今回は、ぼくにしては珍しく?英語修得に関する本を紹介します。

本屋さんで偶然見つけて、買ってみたのですが、たぶん、この本は「当たり」です。

まあ、ぼくも日本人の大多数と同じく、英語に苦手意識のある人なのですが、読んでいて、「また英語をやってみようかな」と思わせてくれました。

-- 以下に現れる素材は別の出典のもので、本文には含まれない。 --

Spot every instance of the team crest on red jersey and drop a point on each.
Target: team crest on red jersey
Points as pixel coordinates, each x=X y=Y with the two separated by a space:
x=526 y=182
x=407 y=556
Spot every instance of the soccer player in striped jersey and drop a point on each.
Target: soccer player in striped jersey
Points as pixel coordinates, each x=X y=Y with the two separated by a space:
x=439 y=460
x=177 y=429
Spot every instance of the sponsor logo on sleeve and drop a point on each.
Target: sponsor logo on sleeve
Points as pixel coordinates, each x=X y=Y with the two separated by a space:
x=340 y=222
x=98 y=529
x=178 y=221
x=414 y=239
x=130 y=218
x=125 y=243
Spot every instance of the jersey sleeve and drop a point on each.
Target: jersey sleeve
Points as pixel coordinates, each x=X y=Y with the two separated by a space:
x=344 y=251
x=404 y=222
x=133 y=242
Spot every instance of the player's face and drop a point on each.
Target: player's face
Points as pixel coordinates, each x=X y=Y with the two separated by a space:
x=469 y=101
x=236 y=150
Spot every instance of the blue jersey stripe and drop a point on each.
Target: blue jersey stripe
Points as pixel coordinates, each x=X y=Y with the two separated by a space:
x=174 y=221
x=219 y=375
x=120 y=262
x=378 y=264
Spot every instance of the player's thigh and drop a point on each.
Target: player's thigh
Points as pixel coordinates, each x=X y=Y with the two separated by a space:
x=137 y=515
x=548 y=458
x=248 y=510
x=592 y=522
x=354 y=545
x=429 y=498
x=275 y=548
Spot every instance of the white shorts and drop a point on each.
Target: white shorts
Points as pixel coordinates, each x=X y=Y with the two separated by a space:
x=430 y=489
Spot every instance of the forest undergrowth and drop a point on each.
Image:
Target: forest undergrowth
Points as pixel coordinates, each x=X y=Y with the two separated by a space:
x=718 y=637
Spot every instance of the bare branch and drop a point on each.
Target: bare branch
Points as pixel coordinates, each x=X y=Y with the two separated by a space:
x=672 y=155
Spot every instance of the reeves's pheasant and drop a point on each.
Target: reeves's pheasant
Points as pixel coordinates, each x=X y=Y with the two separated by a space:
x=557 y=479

あ、あと、今回から少し記事の書き方を変えてみました。

 

 

1.基本情報

タイトル:英語多読 すべての悩みは量が解決する!/著者:繁村一義、酒井邦秀/監修者:酒井邦秀/協力:NPO多言語多読/出版社:アルク/出版年:2018年/値段:1,728円

 

2.概要

本のタイトルの通り、多読でもって英語を修得しようということを説きます。

英語の修得を目指しますが、従来の英語学習には否定的です。

そして、多読のためのわかりやすい「多読三原則」を教えてくれます。

また、具体的な多読のための情報収集の方法についても書かれています。

 

3.良かったところ

(1)従来の英語教育の問題は「量」

感情的に従来の英語教育を批判し、教育者の能力を問題視する、ありがちな英語教育批判ではなく、具体的に何が問題なのかをきちんと書いてくれています。

つまり、従来の英語教育の問題は、接する英語の「量」にあるのだということを、学校教育と多読を具体的に比較しながら説明してくれます。

読んでみると、「そう言われれば、そうだな」と思うのですが、「英語の勉強、頑張らなきゃ」という精神状態では、従来の英語教育の延長で学ぶのが当たり前と思ってしまうと思います。

(2)「絵本から始める」というハードルの低さ

多読というと、「いきなり英語のペーパーバックなんて読めるのか?」と思ってしまうと思います。

しかし、この本では、多読は絵本から始めることを進めています。

絵本なら、ほとんどが絵でしょうから、なんだかぼくでも挑戦できそうに思えました。

英語を読みながら、その場面のイメージを絵で学んでいくのは、理にもかなっていると思います。

映像やイメージと切り離して単語や文章だけ眺めている方が、むしろ異常なのかもしれません。

(3)どんな本を読めばいいのか書いてある

いきなり多読と言われても、「でも、何を読んだらいいのか分からない」と途方に暮れてしまいますよね。

でも大丈夫です。

特に、第6章で、どうやって読んだり聴いたりする素材を探せばよいのかや、何がおすすめなのかについてまとめてあります。

どうも、世の中には、たくさんの教材があふれているようですので、気に入ったものを選べば良さそうです。

 

4.最後に

この記事では、あえて「多読三原則」の内容には触れませんでした。

あまりにもネタバレが過ぎると著者の利益を損なうからです。

知りたい人は、ぜひこの本を読んでみてください。